FPAHK Youth Sexuality Study 2011 (Secondary School Survey)

Ref Number: ESEAOR201208YSSa

  • Date1 Aug 2012
  • Category FPA Message
  • Targets Youth Public
  • AuthorFPAHK
  • Topic Sexuality Education, Sexual Behavior, Love & Dating, Family Planning and Contraception

FPAHK held a press conference on 19 June 2012 to release the findings of its seventh Youth Sexuality Study 2011 in which 3,775 secondary school students were polled from November 2011 to January 2012. Conducted every five years since 1981, this study series monitors patterns and trends among youths in respect of their sexual knowledge, attitude and behavior.

Sexuality Knowledge and Education

Form Three to Form Seven (F.3-F.7) students’ level of knowledge in terms of 12 key questions about conception, sexually transmissible diseases and HIV/AIDS remained more or less similar to that of previous years. Form One to Form Two (F.1-F.2) students, who were covered in this part of the Survey for the first time, were much less knowledgeable in these areas. Most students said they received sexuality knowledge from “teacher/ social worker”. The majority had also obtained sexual knowledge from other sources such as “friends/ schoolmates”, “television/ radio” and “internet/ online friends”. More respondents than in previous surveys agreed that “schools and parents should provide more sexuality education” and “sexuality education should become part of the mandatory curriculum”. Both girls and boys ranked “dating and love” and “adolescent development” as the top and second most wanted sex education topics, followed by “prevention and dealing with sexual harassment” for girls and “pre-marital sex” and “sexual health and STDs” for boys.

The findings revealed that students had high expectation on schools and relatively lower expectation on parents as providers of sexuality education. However, Dr Susan Fan, FPAHK’s Executive Director, emphasized that family sex education was indispensable and parents should not underestimate their role of guiding and supporting their children in matters of dating and intimacy and being a positive role model for cultivating values, attitudes and behaviours.

Dating Experience

Approximately 30% of respondents in F.1-F.2 and half of those in F.3-F.7 had dated the opposite sex. Most of them believed dating had no influence on their academic studies and about 10% of these girls and nearly one quarter of these boys in F.3-F.7 believed there was positive influence. Their dating partners were predominantly schoolmates or friends. 4% of girls and 3% of boys had homosexual experience.

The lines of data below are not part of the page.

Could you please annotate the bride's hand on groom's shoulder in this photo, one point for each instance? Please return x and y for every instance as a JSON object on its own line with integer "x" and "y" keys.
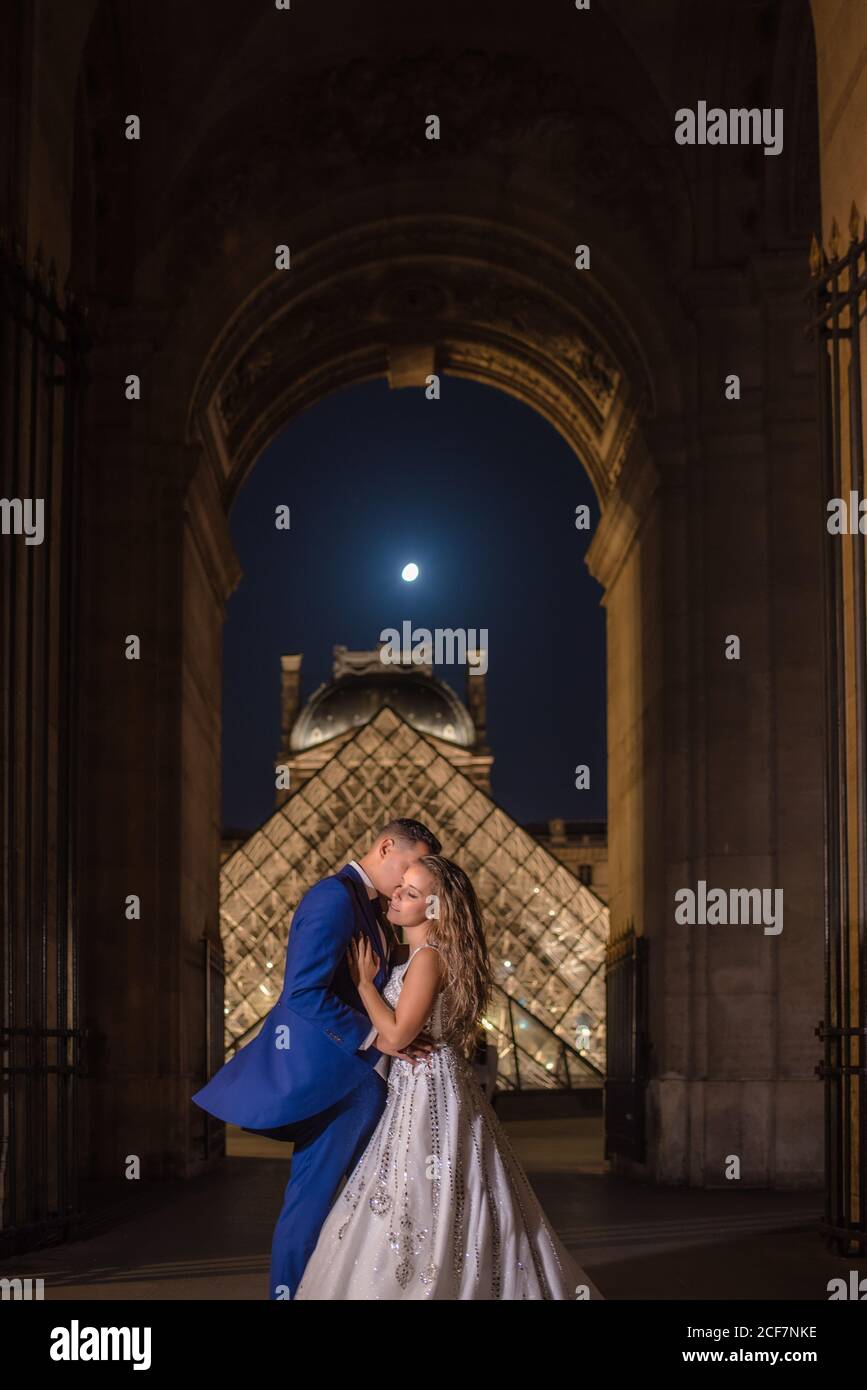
{"x": 361, "y": 961}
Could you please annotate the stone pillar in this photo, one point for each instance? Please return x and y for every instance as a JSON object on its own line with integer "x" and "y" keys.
{"x": 716, "y": 765}
{"x": 157, "y": 565}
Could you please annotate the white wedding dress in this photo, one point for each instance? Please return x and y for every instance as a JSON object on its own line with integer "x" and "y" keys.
{"x": 438, "y": 1204}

Almost half of the respondents with dating experience had encountered conflicts and 70% had gone through breakup. Of concern was the fact that about 10% of these girls would harm themselves or others when facing conflict or breakup and about 6% and 3% of these boys would do so respectively.

Among the students who had commenced dating, their age of first dating mostly fell between 11 and 15 years old. Dr Fan advised that comprehensive sexuality education should begin as early as in primary school, and should cover not only theoretical knowledge but also include practical skills in interpersonal relationship and communication, conflict resolution and dealing with separation.

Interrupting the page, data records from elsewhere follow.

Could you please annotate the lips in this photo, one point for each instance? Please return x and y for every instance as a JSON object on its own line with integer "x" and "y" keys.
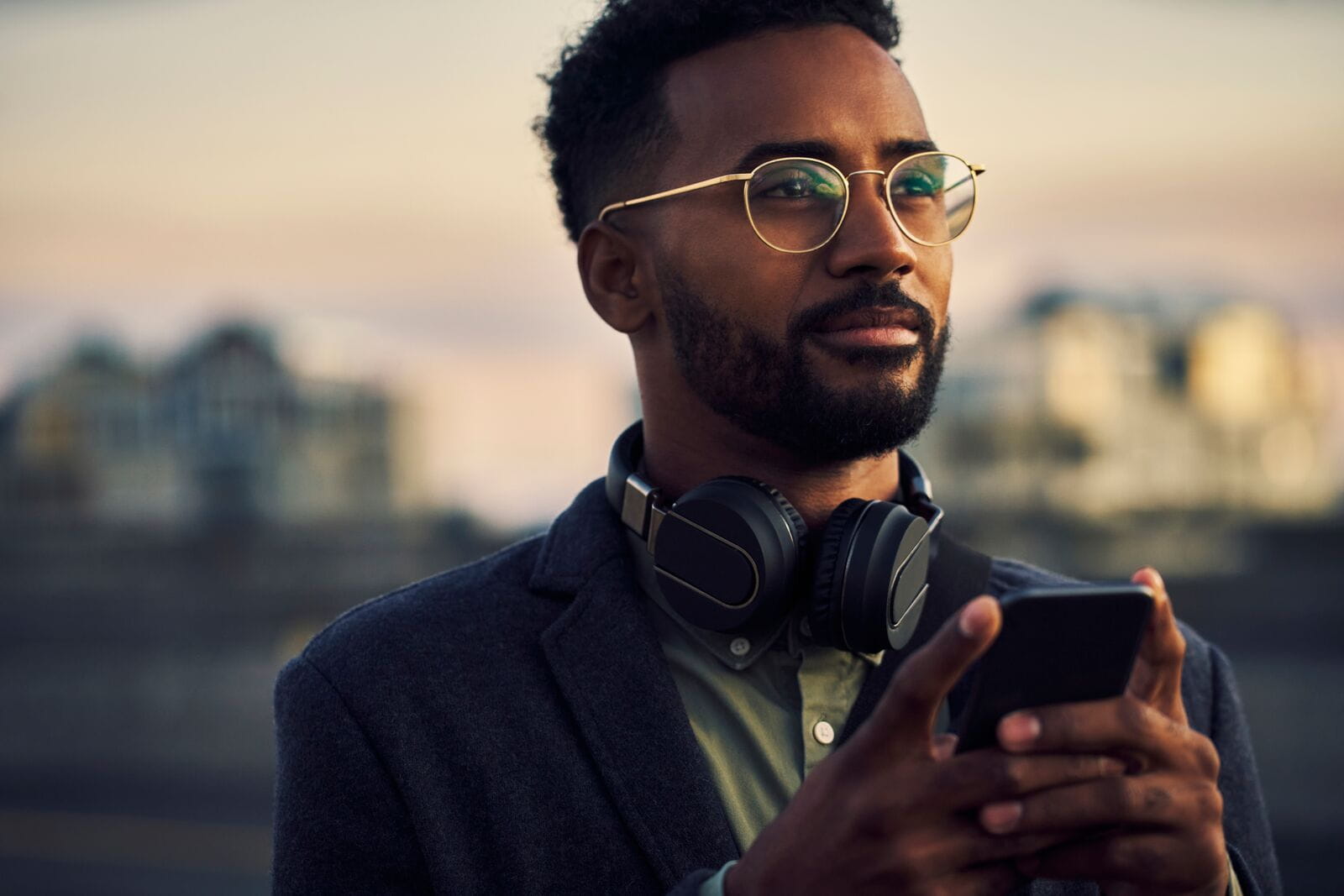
{"x": 877, "y": 318}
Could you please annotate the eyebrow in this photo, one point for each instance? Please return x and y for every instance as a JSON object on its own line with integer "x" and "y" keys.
{"x": 824, "y": 150}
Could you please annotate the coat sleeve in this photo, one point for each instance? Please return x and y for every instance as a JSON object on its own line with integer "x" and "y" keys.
{"x": 342, "y": 825}
{"x": 1245, "y": 821}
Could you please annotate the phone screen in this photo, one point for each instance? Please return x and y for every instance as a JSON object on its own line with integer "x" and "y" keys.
{"x": 1058, "y": 645}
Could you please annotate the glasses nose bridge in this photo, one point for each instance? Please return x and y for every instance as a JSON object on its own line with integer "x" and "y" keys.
{"x": 882, "y": 190}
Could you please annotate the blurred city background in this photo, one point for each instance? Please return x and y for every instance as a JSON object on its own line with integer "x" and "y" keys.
{"x": 286, "y": 320}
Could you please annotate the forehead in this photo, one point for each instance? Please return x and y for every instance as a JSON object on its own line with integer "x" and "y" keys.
{"x": 826, "y": 83}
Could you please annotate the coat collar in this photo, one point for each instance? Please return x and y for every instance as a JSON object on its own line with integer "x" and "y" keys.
{"x": 608, "y": 664}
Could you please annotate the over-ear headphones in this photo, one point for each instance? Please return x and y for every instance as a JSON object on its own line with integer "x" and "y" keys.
{"x": 730, "y": 551}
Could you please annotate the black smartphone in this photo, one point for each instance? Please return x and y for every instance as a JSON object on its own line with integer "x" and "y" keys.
{"x": 1057, "y": 645}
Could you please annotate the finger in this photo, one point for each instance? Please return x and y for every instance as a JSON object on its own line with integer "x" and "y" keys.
{"x": 972, "y": 779}
{"x": 1146, "y": 801}
{"x": 1122, "y": 727}
{"x": 967, "y": 844}
{"x": 1156, "y": 678}
{"x": 1152, "y": 862}
{"x": 905, "y": 716}
{"x": 944, "y": 746}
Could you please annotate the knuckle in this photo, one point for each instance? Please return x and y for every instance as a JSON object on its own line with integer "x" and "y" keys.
{"x": 1011, "y": 775}
{"x": 1132, "y": 714}
{"x": 1085, "y": 768}
{"x": 1124, "y": 799}
{"x": 1155, "y": 801}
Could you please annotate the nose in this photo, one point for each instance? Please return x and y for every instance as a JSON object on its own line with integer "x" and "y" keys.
{"x": 869, "y": 239}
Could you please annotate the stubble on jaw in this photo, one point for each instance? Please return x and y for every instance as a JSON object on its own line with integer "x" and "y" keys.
{"x": 772, "y": 390}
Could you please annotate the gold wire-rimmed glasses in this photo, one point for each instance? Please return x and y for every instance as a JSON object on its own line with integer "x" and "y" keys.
{"x": 797, "y": 204}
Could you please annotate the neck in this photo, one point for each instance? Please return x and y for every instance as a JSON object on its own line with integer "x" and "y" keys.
{"x": 679, "y": 457}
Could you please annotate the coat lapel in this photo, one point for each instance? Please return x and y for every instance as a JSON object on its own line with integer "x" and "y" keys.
{"x": 609, "y": 667}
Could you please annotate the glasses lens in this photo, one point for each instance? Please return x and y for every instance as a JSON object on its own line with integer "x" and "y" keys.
{"x": 796, "y": 204}
{"x": 933, "y": 196}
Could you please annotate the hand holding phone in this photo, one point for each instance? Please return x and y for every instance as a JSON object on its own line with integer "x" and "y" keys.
{"x": 1057, "y": 645}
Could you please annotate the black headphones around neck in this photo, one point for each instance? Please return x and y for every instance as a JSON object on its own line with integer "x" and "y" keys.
{"x": 726, "y": 553}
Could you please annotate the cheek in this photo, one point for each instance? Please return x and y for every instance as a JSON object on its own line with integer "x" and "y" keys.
{"x": 732, "y": 269}
{"x": 936, "y": 281}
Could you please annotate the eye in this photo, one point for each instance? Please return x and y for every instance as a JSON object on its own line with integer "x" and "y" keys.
{"x": 914, "y": 181}
{"x": 795, "y": 181}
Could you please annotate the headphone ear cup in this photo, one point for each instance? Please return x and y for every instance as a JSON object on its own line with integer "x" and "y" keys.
{"x": 727, "y": 551}
{"x": 870, "y": 580}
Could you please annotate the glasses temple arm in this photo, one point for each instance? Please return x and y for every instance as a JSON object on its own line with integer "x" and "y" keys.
{"x": 640, "y": 201}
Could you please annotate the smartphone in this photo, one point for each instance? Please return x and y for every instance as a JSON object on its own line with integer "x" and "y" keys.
{"x": 1057, "y": 645}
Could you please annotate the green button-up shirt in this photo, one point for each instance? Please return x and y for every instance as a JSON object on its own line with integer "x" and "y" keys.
{"x": 766, "y": 705}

Sexual Intercourse Experience

In the F.3-F.7 group, 7% of girls and 10% of boys had experienced sexual intercourse, representing a drop after a continuous rise over the previous two decades. Among this minority group, the mean age of first sex was 15.3 years old for girls and 14.6 years old for boys. In the F.3-F.7 group, 3% of girls and 4% of boys had their first sex at the age of 15 or below.

Regarding the practice of safer sex, less than 40% of the F.3-F.7 respondents who practiced contraception in the past six months at the time of the survey used male condom or oral pills as the main contraception. This reflected the continued inadequate protection against unwanted pregnancy and infection among sexually active youth. Dr Fan urged parents, teachers and youth workers to approach the issue proactively and practically without embarrassment, as the consequences of unsafe sex could be devastating to the future wellbeing of these young people.